Enfin la déclaration des biens au Togo ? C’est à cela que l’on tend manifestement, à en croire le compte rendu du conseil des ministres de mercredi. Il a été adopté à cette fin un projet de loi devant être introduit à l’Assemblée nationale et voté. Mais le plus grand défi reste l’application de ladite loi, et la déclaration de bonne foi des biens. Et ce n’est pas garanti, avec des gouvernants adeptes de l’obscurantisme et ayant bâti leurs fortunes sur les détournements de deniers publics et autres crimes économiques.

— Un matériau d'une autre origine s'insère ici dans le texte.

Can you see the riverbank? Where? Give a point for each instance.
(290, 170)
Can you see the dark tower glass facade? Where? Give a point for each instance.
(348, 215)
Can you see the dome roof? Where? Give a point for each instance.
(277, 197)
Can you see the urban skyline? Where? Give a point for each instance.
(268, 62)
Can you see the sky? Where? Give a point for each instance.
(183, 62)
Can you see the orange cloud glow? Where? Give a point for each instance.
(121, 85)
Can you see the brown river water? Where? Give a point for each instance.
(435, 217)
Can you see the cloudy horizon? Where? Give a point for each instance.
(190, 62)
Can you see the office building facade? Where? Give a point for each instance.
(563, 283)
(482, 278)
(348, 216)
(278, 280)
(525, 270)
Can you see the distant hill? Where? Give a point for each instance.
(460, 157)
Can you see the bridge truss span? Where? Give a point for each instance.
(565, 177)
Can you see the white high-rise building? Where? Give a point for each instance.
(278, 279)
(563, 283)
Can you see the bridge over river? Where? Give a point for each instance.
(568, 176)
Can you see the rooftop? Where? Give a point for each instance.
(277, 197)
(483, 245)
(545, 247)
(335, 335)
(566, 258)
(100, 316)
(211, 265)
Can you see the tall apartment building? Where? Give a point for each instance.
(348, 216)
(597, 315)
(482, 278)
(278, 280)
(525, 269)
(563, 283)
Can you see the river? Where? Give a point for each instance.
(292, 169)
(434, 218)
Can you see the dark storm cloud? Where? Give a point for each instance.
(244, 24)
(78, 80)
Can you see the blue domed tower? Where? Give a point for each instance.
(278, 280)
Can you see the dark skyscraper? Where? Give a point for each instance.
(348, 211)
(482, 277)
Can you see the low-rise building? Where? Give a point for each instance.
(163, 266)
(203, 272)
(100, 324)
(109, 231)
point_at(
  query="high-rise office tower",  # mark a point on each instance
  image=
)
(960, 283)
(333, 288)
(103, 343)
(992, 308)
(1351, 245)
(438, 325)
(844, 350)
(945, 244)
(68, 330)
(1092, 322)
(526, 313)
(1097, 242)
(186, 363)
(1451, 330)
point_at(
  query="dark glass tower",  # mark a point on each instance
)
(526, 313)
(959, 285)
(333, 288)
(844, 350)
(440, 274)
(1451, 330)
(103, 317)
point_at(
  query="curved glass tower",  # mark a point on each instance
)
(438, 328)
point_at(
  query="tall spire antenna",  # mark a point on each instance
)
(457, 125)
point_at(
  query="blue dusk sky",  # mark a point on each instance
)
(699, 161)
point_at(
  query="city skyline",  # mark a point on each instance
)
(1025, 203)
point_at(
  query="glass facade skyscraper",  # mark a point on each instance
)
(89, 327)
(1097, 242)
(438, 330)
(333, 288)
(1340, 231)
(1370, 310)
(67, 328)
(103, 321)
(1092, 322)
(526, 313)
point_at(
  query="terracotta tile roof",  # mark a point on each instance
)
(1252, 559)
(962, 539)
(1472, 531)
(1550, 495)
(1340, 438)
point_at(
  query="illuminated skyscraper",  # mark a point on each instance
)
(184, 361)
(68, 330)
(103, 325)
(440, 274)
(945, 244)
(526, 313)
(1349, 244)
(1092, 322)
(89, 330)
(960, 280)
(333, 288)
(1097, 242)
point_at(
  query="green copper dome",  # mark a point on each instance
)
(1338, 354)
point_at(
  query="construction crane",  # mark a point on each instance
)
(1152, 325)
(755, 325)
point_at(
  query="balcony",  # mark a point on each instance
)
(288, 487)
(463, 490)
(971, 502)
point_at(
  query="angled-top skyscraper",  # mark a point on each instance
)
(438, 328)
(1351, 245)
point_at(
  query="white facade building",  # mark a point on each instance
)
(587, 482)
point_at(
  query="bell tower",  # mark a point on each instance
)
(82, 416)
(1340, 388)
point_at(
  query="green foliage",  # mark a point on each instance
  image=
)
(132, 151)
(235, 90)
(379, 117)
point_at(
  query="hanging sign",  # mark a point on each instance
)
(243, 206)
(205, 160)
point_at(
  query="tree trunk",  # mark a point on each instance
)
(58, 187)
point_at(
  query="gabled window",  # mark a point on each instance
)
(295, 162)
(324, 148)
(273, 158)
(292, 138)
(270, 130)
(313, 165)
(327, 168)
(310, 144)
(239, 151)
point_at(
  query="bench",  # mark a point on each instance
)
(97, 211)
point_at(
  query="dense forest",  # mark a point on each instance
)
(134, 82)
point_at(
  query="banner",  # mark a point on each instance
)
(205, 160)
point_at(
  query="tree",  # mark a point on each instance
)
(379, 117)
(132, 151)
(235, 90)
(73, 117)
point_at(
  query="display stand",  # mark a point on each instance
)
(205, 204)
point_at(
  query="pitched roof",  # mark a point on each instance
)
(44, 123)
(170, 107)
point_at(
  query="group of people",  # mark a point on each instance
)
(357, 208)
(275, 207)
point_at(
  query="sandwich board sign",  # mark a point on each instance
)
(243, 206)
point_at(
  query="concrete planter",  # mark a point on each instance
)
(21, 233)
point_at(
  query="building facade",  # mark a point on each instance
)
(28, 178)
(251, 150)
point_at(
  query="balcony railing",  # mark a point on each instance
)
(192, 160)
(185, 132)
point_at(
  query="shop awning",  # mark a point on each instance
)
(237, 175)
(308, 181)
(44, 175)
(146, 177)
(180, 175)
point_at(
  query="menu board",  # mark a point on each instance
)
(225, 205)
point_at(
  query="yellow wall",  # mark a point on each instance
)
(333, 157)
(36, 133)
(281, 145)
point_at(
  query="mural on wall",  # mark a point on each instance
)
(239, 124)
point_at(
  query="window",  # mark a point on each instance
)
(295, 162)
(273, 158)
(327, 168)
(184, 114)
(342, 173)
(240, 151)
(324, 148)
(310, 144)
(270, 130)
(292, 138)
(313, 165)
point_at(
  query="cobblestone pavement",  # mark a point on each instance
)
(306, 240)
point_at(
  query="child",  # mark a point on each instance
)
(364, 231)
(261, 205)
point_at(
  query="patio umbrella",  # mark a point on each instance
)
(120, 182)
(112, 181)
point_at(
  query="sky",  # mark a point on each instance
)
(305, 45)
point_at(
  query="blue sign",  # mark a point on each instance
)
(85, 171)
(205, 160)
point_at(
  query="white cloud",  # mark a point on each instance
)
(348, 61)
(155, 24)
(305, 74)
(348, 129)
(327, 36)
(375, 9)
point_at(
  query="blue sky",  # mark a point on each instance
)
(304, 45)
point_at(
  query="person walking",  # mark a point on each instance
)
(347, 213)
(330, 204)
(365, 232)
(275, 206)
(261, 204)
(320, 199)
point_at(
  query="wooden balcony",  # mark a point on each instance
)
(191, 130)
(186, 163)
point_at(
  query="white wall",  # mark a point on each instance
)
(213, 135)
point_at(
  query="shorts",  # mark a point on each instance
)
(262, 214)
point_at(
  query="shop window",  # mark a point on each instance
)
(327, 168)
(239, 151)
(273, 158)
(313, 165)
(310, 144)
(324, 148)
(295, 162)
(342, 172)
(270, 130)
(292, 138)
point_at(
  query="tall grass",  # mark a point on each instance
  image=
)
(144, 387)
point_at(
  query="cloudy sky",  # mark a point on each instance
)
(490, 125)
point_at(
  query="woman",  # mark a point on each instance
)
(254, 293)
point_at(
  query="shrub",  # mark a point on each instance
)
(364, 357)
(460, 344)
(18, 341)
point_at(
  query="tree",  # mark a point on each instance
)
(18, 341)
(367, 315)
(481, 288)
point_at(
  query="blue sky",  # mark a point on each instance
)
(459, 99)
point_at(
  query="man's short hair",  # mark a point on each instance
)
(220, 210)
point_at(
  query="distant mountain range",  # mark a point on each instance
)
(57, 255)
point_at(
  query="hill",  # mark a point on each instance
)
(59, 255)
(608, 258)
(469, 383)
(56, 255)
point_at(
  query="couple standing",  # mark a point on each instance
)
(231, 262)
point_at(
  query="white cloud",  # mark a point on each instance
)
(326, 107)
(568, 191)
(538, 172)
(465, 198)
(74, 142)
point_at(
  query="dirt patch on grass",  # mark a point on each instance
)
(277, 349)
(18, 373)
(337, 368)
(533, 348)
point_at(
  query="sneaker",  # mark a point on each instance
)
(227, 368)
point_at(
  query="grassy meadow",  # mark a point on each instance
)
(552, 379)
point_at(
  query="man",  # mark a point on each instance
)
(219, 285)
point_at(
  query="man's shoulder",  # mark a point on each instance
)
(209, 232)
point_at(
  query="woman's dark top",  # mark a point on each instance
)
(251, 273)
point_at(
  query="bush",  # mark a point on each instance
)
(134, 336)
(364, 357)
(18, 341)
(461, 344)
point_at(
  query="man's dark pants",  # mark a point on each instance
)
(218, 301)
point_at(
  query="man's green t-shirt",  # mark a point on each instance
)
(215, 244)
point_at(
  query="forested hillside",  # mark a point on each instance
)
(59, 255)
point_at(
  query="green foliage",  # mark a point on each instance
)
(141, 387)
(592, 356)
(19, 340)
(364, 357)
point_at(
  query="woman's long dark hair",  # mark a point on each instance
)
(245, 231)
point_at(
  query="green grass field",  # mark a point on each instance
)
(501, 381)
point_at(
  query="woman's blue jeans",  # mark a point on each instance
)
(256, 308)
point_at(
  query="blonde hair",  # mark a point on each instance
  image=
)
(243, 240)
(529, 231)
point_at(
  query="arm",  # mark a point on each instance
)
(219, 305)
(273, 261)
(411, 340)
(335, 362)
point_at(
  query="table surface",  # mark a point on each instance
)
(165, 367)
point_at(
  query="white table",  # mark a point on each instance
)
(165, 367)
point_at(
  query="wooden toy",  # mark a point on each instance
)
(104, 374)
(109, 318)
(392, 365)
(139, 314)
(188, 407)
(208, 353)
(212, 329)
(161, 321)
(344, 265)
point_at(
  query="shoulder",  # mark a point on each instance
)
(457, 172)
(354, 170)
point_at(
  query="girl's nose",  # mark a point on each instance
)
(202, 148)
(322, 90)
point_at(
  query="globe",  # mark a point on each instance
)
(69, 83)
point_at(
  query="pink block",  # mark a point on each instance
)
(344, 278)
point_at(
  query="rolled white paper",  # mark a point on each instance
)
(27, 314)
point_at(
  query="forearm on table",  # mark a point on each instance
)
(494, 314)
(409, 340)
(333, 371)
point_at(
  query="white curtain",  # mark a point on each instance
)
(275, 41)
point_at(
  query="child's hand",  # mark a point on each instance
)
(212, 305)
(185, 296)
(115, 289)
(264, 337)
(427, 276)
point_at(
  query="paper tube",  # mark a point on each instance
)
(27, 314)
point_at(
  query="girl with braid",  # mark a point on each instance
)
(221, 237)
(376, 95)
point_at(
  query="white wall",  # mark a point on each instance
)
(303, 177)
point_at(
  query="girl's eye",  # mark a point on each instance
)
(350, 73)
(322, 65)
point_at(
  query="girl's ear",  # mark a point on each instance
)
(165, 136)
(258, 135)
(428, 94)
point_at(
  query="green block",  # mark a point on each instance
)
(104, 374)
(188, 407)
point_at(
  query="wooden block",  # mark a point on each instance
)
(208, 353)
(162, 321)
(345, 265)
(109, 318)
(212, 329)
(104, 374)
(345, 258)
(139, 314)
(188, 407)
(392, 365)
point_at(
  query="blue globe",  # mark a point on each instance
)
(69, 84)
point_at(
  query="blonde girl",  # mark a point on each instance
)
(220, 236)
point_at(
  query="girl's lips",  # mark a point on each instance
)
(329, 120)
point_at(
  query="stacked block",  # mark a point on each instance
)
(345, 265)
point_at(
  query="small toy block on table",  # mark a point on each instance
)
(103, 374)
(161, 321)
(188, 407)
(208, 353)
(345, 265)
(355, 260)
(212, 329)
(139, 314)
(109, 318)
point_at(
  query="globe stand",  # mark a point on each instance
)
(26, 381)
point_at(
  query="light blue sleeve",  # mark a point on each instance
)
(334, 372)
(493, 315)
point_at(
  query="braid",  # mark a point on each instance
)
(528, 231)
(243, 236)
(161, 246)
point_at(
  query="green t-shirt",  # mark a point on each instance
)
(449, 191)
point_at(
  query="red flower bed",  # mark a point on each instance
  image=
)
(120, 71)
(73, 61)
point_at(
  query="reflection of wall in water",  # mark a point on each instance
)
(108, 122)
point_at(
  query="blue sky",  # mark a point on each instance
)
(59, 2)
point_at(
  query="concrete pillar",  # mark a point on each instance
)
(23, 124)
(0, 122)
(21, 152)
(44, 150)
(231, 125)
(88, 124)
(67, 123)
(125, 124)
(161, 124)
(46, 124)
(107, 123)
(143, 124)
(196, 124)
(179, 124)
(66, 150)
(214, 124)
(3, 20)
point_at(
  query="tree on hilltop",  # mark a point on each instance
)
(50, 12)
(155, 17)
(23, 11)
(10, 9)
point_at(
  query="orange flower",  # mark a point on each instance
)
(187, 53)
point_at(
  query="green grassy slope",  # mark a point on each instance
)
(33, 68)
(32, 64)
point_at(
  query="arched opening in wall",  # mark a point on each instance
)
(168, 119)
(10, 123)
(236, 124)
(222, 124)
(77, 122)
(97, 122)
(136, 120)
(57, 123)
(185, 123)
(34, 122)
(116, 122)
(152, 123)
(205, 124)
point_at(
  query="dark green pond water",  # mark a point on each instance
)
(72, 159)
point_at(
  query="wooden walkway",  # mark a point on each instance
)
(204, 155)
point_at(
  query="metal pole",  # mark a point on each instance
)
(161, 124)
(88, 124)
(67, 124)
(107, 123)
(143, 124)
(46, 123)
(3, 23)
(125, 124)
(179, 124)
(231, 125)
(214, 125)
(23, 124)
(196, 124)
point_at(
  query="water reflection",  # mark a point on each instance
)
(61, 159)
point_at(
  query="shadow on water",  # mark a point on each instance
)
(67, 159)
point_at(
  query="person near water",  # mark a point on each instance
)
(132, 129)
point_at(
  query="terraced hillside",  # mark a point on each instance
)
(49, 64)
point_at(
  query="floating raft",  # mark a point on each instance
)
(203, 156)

Vers le vote d’une loi portant déclaration des biens
La question a été au menu du conseil des ministres du mercredi 27 novembre qui a adopté quatre (4) projets de loi, trois (3) projets de décret, écouté deux (2) communications et abordé des divers. C’est le contenu du premier projet de loi fixant « les conditions de déclaration des biens et avoirs des hautes personnalités, des hauts fonctionnaires et autres agents publics ».
« L’adoption de ce projet de loi organique fixant les conditions de déclaration des biens et avoirs des hautes personnalités, des hauts fonctionnaires et autres agents publics renforce les diverses mesures législatives et réglementaires déjà prises dans le cadre de la prévention et de la lutte contre la corruption ainsi que de la promotion de la bonne gouvernance. On peut ainsi noter notamment la mise en place de plusieurs corps de contrôle, l’adoption du code des marchés publics ou encore du code d’éthique et de déontologie en matière de marchés publics et délégations de services. Il s’inscrit donc dans le cadre des efforts de l’Etat tendant à promouvoir la transparence dans l’exercice des fonctions publiques, à garantir l’intégrité et la probité des serviteurs de l’Etat et prévenir l’enrichissement illicite », rapporte le conseil des ministres.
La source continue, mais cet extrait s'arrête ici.